Movies are a massively popular and influential form of media, but their computational study at scale has largely been off-limits to researchers in the United States due to the Digital Millennium Copyright Act.
In this talk, I’ll discuss recent regulatory changes at the U.S. Copyright Office that allows for large-scale text and data mining of film, and describe our efforts to build a collection of 2,307 films representing the top 50 movies by U.S. box office over the period 1980 to 2022, along with award nominees.
David Bamman,
UC Berkeley
Building this collection allows us to carry out several large-scale computational studies of film; I’ll discuss our work measuring changing patterns in the representation of gender and race/ethnicity over the past 43 years (where we see an increase in diversity over the past decade) and in leveraging it to model variation in emotional performances over both narrative and historical time. This work illustrates a new frontier of the data-driven analysis of film at a large scale.

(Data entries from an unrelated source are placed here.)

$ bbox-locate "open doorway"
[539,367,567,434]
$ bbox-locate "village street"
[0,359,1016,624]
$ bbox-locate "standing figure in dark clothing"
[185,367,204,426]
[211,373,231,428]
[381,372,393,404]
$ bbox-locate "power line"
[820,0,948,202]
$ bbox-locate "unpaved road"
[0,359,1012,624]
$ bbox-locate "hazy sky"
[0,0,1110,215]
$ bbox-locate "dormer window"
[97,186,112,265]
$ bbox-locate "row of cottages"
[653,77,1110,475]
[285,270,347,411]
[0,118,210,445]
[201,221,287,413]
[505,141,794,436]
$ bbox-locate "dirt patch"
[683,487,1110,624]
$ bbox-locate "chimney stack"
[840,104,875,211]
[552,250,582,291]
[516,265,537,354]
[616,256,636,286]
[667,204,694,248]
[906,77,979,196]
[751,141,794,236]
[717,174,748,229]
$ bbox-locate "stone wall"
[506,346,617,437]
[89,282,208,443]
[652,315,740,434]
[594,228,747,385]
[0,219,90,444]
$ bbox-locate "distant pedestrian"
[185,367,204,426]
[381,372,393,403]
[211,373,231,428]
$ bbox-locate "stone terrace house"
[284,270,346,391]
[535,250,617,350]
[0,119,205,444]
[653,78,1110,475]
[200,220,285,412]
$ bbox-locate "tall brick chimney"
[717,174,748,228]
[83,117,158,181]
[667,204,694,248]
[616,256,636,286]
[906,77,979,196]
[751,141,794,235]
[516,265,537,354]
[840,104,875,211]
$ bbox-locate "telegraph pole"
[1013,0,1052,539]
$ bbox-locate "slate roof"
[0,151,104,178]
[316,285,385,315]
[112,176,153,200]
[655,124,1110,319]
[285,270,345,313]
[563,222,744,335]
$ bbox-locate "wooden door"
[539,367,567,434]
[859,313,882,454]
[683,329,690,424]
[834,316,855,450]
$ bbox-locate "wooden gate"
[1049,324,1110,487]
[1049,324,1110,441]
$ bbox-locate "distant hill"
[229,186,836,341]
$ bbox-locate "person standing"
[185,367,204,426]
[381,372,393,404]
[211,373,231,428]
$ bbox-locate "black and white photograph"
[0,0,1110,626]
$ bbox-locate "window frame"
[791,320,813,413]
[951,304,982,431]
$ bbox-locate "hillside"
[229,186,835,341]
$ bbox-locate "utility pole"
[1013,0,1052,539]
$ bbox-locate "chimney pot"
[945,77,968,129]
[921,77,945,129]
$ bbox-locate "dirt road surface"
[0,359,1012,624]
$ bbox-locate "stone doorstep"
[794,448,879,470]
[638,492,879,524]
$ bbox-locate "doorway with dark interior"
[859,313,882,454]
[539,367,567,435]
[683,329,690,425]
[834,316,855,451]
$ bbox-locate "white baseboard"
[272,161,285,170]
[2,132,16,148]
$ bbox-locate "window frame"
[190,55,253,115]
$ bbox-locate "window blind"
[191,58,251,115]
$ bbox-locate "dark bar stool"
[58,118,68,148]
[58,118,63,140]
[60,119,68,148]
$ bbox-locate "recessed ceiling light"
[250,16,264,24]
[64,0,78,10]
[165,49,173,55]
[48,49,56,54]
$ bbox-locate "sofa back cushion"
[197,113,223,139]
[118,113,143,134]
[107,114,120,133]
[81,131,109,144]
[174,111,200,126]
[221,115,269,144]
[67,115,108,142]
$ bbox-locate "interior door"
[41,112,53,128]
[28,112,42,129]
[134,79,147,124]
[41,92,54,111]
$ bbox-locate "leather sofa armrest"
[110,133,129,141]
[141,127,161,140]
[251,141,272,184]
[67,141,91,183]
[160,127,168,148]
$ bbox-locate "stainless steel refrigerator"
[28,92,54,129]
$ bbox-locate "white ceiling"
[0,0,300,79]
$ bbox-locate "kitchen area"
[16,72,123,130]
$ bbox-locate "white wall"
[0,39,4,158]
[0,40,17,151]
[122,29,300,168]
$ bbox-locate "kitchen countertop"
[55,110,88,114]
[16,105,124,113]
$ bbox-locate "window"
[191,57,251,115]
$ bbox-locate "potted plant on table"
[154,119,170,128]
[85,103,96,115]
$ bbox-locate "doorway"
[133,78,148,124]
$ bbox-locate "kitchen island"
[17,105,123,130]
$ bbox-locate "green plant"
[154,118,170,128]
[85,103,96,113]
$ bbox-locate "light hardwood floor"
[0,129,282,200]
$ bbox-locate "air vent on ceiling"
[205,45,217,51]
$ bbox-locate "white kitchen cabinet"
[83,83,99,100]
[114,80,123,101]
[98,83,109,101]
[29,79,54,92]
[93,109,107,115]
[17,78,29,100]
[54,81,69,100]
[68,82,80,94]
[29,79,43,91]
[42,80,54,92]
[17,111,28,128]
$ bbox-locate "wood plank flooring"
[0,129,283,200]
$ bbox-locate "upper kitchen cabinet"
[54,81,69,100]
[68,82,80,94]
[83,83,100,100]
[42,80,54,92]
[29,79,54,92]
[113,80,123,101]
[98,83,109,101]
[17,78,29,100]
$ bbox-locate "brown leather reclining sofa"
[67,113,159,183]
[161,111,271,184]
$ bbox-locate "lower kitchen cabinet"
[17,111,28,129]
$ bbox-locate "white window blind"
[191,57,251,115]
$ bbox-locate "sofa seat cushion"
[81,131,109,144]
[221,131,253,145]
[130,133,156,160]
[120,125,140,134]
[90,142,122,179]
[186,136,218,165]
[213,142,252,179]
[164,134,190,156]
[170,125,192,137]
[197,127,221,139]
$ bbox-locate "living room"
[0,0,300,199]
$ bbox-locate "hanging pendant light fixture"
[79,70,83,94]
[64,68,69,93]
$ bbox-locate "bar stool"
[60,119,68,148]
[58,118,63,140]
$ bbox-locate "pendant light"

David Bamman is an associate professor in the School of Information at UC Berkeley, where he works in the areas of natural language processing and cultural analytics, applying NLP and machine learning to empirical questions in the humanities and social sciences. His research focuses on improving the performance of NLP for underserved domains like literature (including LitBank and BookNLP) and exploring the affordances of empirical methods for the study of literature and culture.
Before Berkeley, he received his Ph.D. in the School of Computer Science at Carnegie Mellon University and was a senior researcher at the Perseus Project of Tufts University. Dr. Bamman’s work is supported by the National Endowment for the Humanities, National Science Foundation, an Amazon Research Award, and an NSF CAREER award.